Logstash Version: 2.4
Elasticsearch Version: 2.3.4
Redis version: 2.19
I have an indexing setup where Logstash reads from Redis, parses the data, and indexes into Elasticsearch (fairly standard). I monitor the list size of Redis as a primary health check.
Starting about 2 days ago, Logstash will seemingly randomly stop pulling data from Redis and inserting it into Elasticsearch.

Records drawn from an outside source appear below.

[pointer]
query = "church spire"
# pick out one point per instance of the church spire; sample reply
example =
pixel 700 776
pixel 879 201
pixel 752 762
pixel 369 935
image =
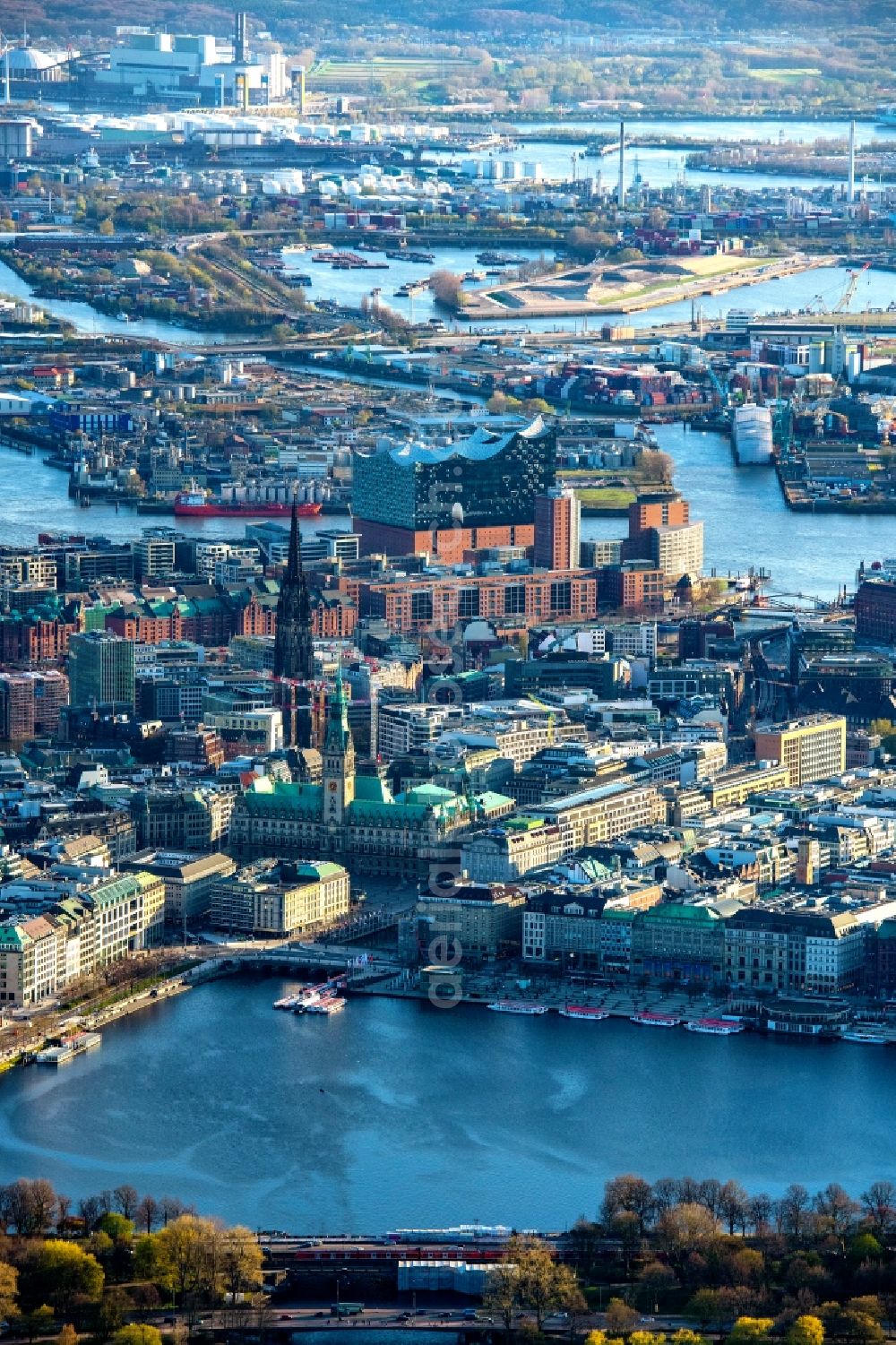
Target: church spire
pixel 294 649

In the past, I had the issue where Elasticsearch did not have enough memory to handle all of the data I was feeding it, and this resulted in a similar behavior by Logstash, but in that case, I was getting decreased throughput whereas now I'm getting 0 throughput. I did however check the data/memory ratio and the JVM heap behaviors for all of my nodes in ES, and they are all healthy sawtooths - garbage collecting whenever they hit approx. 70%. In addition to this, since I have multiple Logstash indexers (on different servers) feeding Elasticsearch, they won't all exhibit this 0 throughput behavior at the same time. So it doesn't seem to be Elasticsearch as the problem this time.

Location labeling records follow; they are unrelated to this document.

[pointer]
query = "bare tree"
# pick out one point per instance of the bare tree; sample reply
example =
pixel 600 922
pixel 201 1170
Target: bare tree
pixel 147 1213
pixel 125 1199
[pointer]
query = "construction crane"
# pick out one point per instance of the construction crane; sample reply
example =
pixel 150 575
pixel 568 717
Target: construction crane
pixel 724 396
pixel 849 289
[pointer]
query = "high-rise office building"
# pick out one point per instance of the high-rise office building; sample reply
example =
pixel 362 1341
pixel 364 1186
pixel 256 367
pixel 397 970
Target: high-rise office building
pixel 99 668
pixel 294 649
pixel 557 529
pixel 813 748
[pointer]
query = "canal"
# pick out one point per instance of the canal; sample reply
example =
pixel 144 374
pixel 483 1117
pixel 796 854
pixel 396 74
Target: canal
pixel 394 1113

Checking the perf stats of Logstash doesn't seem to reveal much (to me at least).
Top will show the offending Logstash processes between 0.0% - 0.3% cpu usage.
Running the command:
redis-cli lrange logstash 0 0
Shows that the leading message to be read from Redis is not being removed, where a healthy Logstash will result in that same command showing a different Redis item each time (because Logstash is constantly removing messages).

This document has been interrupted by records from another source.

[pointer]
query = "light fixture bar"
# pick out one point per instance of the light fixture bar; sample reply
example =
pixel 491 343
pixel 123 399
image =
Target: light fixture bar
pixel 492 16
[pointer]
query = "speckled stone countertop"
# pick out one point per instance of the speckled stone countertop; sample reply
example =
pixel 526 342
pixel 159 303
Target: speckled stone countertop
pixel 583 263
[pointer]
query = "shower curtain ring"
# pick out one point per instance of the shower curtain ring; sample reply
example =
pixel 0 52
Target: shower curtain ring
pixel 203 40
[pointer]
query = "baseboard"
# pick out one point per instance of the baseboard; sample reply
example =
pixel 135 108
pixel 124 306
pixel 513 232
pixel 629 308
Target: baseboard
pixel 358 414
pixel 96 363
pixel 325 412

Memory: Logstash is set to have a default heap of 1G, and heap usage for offending Logstash instances (while having 0% cpu) is not much different from ones that are working normally. I usually see between 600-700m of memory being used with no real growth - to me that means that memory isn't a constraint here.
Logs: In default logging mode, there are no ERROR logs being generated when this happens. When I turned on Debug, I couldn't see anything other than the flood of messages that are generated when Logstash is working properly.
I prior to this, Logstash worked near perfectly, and no changes have been made to the indexer in the past 2 days.
Any help would be great. I'm not sure where to look anymore. The only workaround I have is to restart Logstash when it exhibits this behavior, and about 70% of the time the restarted Logstash will begin reading messages again, only to stop sometime in the near future. (This morning we restarted a Logstash, and 2 hours later, it stopped reading.)